Plus loin encore que Duperron, et à l’extrémité de notre horizon littéraire, je ne fais qu’indiquer comme analogue de Fontanes pour cette manière de rôle intermédiaire, Mellin de Saint-Gelais, élégant et sobre poëte, armé de goût, qui le dernier de l’école de Marot, sut se faire respecter de celle de Ronsard, et se maintint dans un fort grand état de considération à la cour de Henri II.

M. Villemain, d’abord disciple de M. de Fontanes dans la critique qu’il devait bientôt rajeunir et renouveler, l’allait visiter quelquefois dans ces années 1812 et 1813. La chute désormais trop évidente de l’empire, l’incertitude de ce qui suivrait, redoublaient dans l’âme de M. de Fontanes les tristesses et les rêveries du déclin :

Majoresque cadunt altis de montibus umbræ.

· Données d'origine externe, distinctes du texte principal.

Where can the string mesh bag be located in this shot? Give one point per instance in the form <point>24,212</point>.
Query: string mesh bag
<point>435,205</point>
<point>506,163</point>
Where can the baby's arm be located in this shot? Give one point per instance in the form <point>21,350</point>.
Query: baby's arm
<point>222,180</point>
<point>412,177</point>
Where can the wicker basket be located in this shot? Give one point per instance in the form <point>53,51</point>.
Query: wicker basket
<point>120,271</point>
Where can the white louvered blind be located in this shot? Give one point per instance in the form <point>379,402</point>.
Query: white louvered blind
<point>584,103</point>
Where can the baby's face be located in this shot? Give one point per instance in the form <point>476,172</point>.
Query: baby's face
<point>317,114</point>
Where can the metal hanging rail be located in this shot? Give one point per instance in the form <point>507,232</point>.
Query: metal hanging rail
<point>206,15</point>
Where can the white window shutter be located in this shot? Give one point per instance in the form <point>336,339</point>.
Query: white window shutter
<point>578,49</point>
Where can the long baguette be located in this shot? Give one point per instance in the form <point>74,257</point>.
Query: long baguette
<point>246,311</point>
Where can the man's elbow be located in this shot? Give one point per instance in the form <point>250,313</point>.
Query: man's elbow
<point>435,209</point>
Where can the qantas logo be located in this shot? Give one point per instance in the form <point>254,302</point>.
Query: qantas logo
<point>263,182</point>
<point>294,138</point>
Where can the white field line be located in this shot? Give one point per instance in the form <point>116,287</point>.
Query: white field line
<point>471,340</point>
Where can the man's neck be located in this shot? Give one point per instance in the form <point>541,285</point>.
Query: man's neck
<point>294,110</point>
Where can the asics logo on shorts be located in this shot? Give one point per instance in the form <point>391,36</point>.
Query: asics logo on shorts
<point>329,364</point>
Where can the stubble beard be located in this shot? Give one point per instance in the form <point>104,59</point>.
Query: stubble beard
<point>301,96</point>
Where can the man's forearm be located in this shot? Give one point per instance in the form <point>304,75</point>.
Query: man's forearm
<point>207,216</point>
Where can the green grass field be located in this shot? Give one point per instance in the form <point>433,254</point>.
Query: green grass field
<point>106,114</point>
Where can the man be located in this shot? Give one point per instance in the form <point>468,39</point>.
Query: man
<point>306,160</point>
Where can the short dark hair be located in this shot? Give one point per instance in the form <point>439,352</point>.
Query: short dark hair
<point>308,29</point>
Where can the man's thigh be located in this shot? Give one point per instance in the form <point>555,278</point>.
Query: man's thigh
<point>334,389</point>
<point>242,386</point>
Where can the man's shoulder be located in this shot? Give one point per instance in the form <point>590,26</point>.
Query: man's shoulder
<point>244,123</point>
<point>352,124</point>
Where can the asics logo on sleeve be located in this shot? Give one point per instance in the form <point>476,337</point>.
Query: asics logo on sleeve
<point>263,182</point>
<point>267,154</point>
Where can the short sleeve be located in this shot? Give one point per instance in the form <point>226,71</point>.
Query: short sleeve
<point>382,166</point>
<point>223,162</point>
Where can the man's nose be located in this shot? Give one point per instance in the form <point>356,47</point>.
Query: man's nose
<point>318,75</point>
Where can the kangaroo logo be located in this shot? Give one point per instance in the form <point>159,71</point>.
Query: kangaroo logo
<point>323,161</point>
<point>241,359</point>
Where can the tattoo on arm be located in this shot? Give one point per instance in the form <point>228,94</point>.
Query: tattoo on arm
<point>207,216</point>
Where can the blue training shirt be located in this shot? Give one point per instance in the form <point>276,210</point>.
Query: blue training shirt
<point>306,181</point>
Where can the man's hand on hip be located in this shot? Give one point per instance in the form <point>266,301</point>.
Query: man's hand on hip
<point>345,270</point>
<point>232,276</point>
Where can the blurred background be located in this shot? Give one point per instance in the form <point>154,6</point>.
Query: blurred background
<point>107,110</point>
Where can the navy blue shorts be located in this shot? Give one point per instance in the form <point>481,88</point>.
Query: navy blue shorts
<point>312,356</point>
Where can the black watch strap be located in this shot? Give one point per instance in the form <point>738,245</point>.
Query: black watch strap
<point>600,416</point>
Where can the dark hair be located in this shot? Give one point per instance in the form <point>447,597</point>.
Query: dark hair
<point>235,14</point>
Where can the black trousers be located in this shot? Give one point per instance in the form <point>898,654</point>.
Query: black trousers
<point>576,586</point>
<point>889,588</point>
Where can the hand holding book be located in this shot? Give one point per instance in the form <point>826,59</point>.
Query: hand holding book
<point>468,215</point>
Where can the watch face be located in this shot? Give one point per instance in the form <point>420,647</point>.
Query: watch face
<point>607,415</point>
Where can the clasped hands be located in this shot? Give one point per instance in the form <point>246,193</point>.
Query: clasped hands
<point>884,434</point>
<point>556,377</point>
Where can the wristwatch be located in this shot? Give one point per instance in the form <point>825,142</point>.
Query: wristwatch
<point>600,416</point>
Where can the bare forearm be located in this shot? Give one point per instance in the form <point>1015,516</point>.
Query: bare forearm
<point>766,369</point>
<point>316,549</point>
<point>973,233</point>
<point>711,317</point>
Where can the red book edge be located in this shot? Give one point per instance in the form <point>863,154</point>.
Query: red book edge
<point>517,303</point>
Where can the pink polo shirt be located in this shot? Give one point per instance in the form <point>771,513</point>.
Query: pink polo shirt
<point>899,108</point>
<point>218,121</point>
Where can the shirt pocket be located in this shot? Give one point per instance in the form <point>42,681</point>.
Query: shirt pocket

Sous le lent nuage sombre, l’entretien délicat et vif n’était que plus doux. M. de Fontanes avait souvent passé sa journée à relire quelque beau passage de Lucrèce et de Virgile, à noter sur les pages blanches intercalés dans chacun de ses volumes favoris quelques réflexions plutôt morales que philologiques, quelques essais de traduction fidèle : « J’ai travaillé ce matin, disait-il ; ces vers de Virgile, vous savez :

Et varios ponit fœtus autumnus, et alté
Mitis in aprieis coquitnr vindemia saxis ;

  1. C’est ainsi encore qu’il poussa très vivement, par un article au Journal de l’Empire (8 janvier 1806), et par ses éloges en tout lieu, au succès du début tout à fait distingué de M. Molé.